I quindici giorni e più lasciati trascorrere da Sergio Mattarella per autorizzare con la sua firma la presentazione al Parlamento del disegno di legge contenente un anticipo della riforma della giustizia, limitato all’abolizione del reato di abuso d’ufficio, ad una rimodulazione del traffico d’influenze, all’uso delle intercettazioni e al ricorso alle manette durante le indagini mi hanno riportato alla mente le due settimane abbondanti trascorse fra il 22 gennaio e l’8 febbraio del 1985, quando al Quirinale c’era l’indimenticato e indimenticabile Sandro Pertini. Che peraltro, diversamente da Mattarella oggi, era nell’ultimo semestre del suo mandato, quando ogni atto o sospiro del capo dello Stato si presta, a torto o a ragione, anche a letture funzionali all’esaurimento davvero del settennato presidenziale o ad una conferma. Da cui -lasciatevelo dire da un testimone e cronista di tante corse al Quirinale- tutti più o meno si sono lasciati tentare, al di là e contro le smentite opposte a giornalisti scambiati per provocatori o pennivendoli.

         Pertini trasecola a gennaio di 38 anni fa leggendo sui giornali del ministro del lavoro Gianni De Michelis, socialista come lui, incontratosi cordialmente a Parigi con Oreste Scalzone e altri protagonisti o attori degli anni di piombo rifugiatisi in Francia per sottrarsi alla giustizia italiana. Il Capo dello Stato, che ha perso il conto dei funerali delle vittime del terrorismo cui ha dovuto partecipare, non crede ai suoi occhi. Telefona all’ambasciata d’Italia a Parigi per informarsi e poi all’interessato direttamente, che cerca di negare o minimizzare l’accaduto facendolo arrabbiare ancora di più.

         Dal Quirinale parte una lettera privata al presidente del Consiglio Bettino Craxi, socialista pure lui, in cui Pertini chiede la rimozione di De Michelis, pur sapendo di averlo a suo tempo nominato ma di non poterne disporre la decadenza.

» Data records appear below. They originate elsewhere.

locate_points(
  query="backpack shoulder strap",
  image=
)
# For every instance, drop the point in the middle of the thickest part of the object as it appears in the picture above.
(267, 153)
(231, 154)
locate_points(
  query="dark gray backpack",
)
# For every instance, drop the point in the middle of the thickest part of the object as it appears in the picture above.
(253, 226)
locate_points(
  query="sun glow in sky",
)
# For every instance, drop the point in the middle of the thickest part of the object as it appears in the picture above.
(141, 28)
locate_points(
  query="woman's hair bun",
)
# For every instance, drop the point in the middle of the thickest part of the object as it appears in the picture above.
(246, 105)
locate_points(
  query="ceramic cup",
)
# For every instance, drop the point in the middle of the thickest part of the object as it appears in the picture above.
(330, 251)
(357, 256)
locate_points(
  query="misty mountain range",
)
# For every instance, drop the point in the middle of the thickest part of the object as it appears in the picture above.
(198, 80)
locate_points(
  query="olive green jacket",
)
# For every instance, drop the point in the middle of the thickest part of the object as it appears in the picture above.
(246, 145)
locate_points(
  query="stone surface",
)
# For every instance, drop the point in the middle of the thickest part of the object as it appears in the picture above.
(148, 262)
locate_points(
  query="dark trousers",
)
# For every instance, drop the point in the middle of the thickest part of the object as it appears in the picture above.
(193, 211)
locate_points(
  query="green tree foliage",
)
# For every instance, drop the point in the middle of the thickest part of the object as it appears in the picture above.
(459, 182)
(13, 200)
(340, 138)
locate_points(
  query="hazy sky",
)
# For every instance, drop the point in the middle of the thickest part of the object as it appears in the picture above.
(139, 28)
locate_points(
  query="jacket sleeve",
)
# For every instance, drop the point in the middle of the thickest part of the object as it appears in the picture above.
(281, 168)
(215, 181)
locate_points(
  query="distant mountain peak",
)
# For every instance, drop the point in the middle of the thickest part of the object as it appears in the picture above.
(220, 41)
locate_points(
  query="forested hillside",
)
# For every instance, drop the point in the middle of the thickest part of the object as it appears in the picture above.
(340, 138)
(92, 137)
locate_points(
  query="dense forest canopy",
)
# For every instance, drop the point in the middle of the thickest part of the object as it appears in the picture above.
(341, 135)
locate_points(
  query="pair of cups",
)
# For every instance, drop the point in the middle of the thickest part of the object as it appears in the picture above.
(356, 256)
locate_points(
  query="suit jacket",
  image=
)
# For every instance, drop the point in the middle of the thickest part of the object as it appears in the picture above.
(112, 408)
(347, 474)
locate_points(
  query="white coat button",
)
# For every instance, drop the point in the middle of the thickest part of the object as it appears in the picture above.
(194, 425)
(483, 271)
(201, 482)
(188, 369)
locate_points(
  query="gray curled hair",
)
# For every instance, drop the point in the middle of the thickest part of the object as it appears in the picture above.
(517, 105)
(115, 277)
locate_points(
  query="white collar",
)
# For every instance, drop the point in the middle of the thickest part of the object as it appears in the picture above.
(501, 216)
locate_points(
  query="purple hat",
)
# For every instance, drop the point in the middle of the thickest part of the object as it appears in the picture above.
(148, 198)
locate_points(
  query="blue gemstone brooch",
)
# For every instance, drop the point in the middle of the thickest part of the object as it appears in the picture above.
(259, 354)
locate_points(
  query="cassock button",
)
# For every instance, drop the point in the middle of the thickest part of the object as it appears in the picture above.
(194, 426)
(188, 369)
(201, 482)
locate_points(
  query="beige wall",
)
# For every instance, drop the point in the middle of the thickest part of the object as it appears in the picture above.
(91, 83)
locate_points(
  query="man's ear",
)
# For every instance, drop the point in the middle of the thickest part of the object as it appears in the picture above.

Craxi lo chiama cercando di calmarlo ma finisce anche lui per irritarlo a tal punto che Pertini gli dice che “formalità per formalità”, come lo stesso Craxi dopo qualche anno mi racconterà personalmente, non avrebbe controfirmato nulla come presidente della Repubblica sino a quando De Michelis sarebbe rimasto al suo posto di governo. 

         Il presidente del Consiglio -che ritiene di conoscere bene “Sandro”, come chiama affettuosamente Pertini, e presume anche di essersene guadagnata la riconoscenza per avere quanto meno contribuito alla sua ascesa al Quirinale, pur avendo inizialmente puntato su un altro candidato socialista- confida leopardianamente sulla quiete dopo la tempesta. Ma dal Quirinale continua a piovere sui provvedimenti che arrivano alla firma del Capo dello Stato. La carta è bagnata e Pertini non firma. Alla fine Craxi si arrende e telefona a De Michelis per “ordinargli” -sempre parole del suo racconto- di smetterla di “rompere i coglioni” e di decidersi a scrivere a Pertini per scusarsi, quanto meno. De Michelis obbedisce come Garibaldi e in  cambio il presidente della Repubblica riprende a firmare, pur rassegnandosi alla permanenza del riccioluto ministro al governo.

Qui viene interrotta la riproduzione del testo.